Gott als Legitimator? Woher wollen wir eigentlich so genau wissen, was er in konkreten Entscheidungsfragen will? Ist er wirklich der große Aufpasser? Der Richter und Rächer?
Dazu eine kleine Geschichte: Ein Pfarrer besitzt einen üppig tragenden Apfelbaum. Er freut sich auf die Ernte. Doch in der Nacht zuvor klauen ihm Buben die schönsten Äpfel weg. Er ärgert sich fürchterlich und hängt in den Baum ein Schild mit der drohenden Aufschrift: "Achtung! Der liebe Gott sieht alles!" Am nächsten Morgen sind weitere Äpfel geklaut. "Das kann doch nicht wahr sein", denkt der Pfarrer. Er blickt auf das Schild und bemerkt: Jemand hat die Aufschrift ergänzt. Sie lautet jetzt: "Achtung! Der liebe Gott sieht alles . . . aber er verpetzt dich nicht!"

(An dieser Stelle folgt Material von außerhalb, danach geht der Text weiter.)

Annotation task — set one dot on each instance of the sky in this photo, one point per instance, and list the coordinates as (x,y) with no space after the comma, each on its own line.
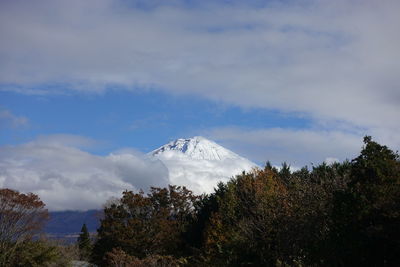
(295,81)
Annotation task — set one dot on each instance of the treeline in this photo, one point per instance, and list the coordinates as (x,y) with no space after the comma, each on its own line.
(343,214)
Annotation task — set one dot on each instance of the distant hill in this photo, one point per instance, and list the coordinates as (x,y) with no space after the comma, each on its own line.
(70,222)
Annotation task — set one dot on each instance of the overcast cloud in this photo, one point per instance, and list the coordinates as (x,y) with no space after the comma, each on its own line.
(331,60)
(68,178)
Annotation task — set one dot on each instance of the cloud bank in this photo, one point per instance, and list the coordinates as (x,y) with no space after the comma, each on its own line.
(68,178)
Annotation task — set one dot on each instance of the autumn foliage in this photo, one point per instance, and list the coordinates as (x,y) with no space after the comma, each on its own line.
(21,217)
(343,214)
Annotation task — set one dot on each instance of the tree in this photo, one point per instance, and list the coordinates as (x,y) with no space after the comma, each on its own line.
(84,243)
(366,216)
(22,216)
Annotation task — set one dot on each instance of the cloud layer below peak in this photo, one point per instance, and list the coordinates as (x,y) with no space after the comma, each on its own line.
(67,178)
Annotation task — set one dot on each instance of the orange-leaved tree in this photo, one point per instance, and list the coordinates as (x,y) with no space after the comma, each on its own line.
(21,217)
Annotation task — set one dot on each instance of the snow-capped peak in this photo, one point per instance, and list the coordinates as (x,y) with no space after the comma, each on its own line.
(199,163)
(196,147)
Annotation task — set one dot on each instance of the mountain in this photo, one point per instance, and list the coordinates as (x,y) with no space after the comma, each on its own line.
(199,163)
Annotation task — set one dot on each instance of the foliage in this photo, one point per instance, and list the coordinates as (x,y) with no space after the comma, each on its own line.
(21,217)
(143,225)
(84,244)
(342,214)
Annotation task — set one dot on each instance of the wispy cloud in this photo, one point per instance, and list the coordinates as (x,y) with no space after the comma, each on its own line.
(294,146)
(331,60)
(8,119)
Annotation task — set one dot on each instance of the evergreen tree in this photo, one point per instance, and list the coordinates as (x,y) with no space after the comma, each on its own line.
(84,243)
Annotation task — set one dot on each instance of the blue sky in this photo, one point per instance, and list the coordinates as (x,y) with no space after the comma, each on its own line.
(142,120)
(294,81)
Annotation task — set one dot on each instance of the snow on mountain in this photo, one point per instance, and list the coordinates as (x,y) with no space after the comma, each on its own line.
(199,163)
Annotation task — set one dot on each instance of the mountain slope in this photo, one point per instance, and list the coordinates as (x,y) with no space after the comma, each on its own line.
(199,163)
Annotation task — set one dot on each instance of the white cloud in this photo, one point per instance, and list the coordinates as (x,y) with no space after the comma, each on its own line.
(8,119)
(202,175)
(296,147)
(66,177)
(331,60)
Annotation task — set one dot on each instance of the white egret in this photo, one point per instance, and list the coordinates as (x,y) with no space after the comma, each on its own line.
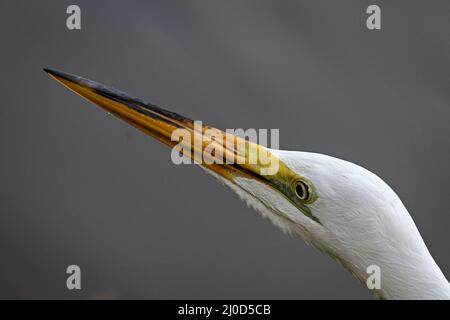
(339,207)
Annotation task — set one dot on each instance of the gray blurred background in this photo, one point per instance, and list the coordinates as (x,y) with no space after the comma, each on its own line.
(81,187)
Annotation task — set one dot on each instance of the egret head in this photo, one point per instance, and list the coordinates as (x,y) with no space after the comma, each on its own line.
(337,206)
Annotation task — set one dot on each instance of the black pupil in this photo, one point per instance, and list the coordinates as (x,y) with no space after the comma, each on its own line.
(300,189)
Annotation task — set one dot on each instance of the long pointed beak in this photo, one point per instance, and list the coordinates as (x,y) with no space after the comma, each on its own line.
(161,124)
(241,158)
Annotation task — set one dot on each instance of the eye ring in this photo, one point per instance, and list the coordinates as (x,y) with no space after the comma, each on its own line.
(302,190)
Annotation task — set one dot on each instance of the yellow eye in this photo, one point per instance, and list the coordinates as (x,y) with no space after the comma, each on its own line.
(302,190)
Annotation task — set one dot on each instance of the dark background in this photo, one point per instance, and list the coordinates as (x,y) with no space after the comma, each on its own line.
(81,187)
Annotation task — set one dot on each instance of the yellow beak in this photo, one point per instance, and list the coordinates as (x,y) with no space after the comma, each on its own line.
(161,124)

Genau so sehe ich es auch. Gott ist nicht der, der strafend herabschaut und nur darauf wartet, dass ich etwas falsch mache. Er ist nicht der, der die Menschen überwacht und sich unmittelbar einschaltet, wenn sie etwas Unrechtes tun, der sie hier und jetzt straft oder Böses rächt.
Gott ist so, wie ihn uns Jesus gezeigt hat: der liebevolle Vater, an den er sich jederzeit wenden konnte, an den er sich vor allem richtete, wenn es ihm schlecht ging. Ein solches Gottesbild prägte mich schon als Kind.

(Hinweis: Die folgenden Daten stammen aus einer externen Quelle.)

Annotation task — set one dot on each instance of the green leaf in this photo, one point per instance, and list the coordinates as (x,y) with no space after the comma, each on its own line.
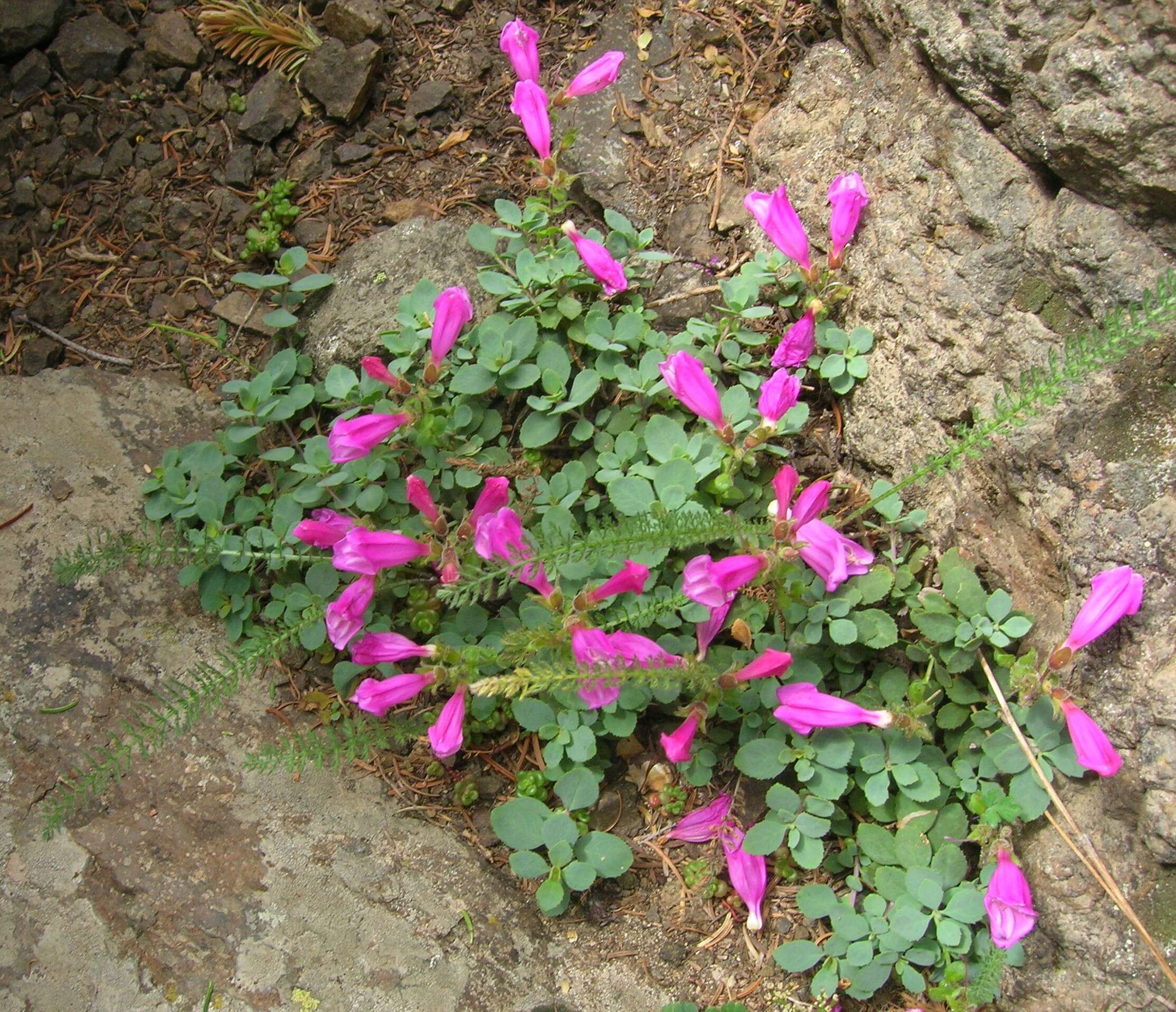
(796,957)
(519,823)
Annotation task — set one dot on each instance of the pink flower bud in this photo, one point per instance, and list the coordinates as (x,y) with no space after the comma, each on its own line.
(595,77)
(1114,593)
(631,579)
(599,261)
(387,649)
(771,664)
(689,383)
(530,106)
(416,494)
(802,707)
(363,551)
(1092,746)
(445,736)
(353,438)
(798,343)
(832,555)
(848,197)
(777,217)
(452,310)
(345,614)
(520,43)
(378,696)
(703,824)
(779,393)
(678,745)
(1009,903)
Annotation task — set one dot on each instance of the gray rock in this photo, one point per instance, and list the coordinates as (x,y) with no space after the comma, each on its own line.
(340,78)
(352,22)
(25,24)
(1082,88)
(30,74)
(373,275)
(90,49)
(171,43)
(271,109)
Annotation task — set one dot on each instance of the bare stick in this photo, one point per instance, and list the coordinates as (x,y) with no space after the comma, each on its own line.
(1093,860)
(20,317)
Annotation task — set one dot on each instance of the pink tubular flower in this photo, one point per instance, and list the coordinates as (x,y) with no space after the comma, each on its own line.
(1092,746)
(1114,593)
(798,343)
(599,261)
(777,394)
(832,555)
(416,494)
(378,696)
(771,664)
(445,736)
(689,383)
(324,528)
(748,875)
(387,649)
(595,77)
(499,536)
(630,579)
(1009,903)
(777,217)
(353,438)
(848,197)
(678,745)
(703,824)
(802,707)
(520,43)
(345,614)
(452,310)
(363,551)
(530,106)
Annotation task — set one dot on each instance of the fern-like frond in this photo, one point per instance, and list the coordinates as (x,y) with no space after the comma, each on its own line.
(180,703)
(334,745)
(259,34)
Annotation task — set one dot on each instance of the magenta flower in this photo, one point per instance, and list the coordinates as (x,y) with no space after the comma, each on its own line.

Zugegeben: Als Erwachsener kann ich nicht mehr so einfach von Gott reden wie als Kind. Ich weiß und erlebe es immer wieder schmerzlich, dass es auch eine andere Seite Gottes gibt: eine dunkle, unverständliche. Ich weiß, dass ich mit Gott hadern darf und manchmal auch muss. Ich habe es getan nach Eschede und Erfurt ebenso wie über die Situation im Irak unter Saddam Hussein und während des Krieges.
Aber eine Erfahrung aus meiner Kindheit hat sich durchgehalten: Gott ist für mich da, wenn ich ihn brauche. Das Bild von Gott als dem Hirten, wie es die Bibel so wunderbar schildert, gibt mir immer noch viel, ebenso wie das des Vaters. Aber ich weiß auch, wie leicht es sein kann, dass ein Bild, das mir persönlich sehr wichtig ist, anderen gar nichts sagt oder sogar negative Assoziationen auslösen kann.
So ist der Vatertitel für mich im persönlichen Gebet die wichtigste Gottesanrede. Und lange Zeit war er dies auch in meinen Gebeten im Gottesdienst. Bis ich lernte, dass es für viele Frauen schwer zu verstehen ist, wenn wir Gott ausschließlich mit männlichen Attributen bezeichnen, so, als ob Gott ein Mann wäre.
Dabei haben wir in der Bibel schöne Aussagen über Gott, die ihn mit weiblichen Attributen beschreiben: So wie ein Adlerweibchen seine Jungen ausführt und über ihnen schwebt, so breitete Gott seine Fittiche aus . . .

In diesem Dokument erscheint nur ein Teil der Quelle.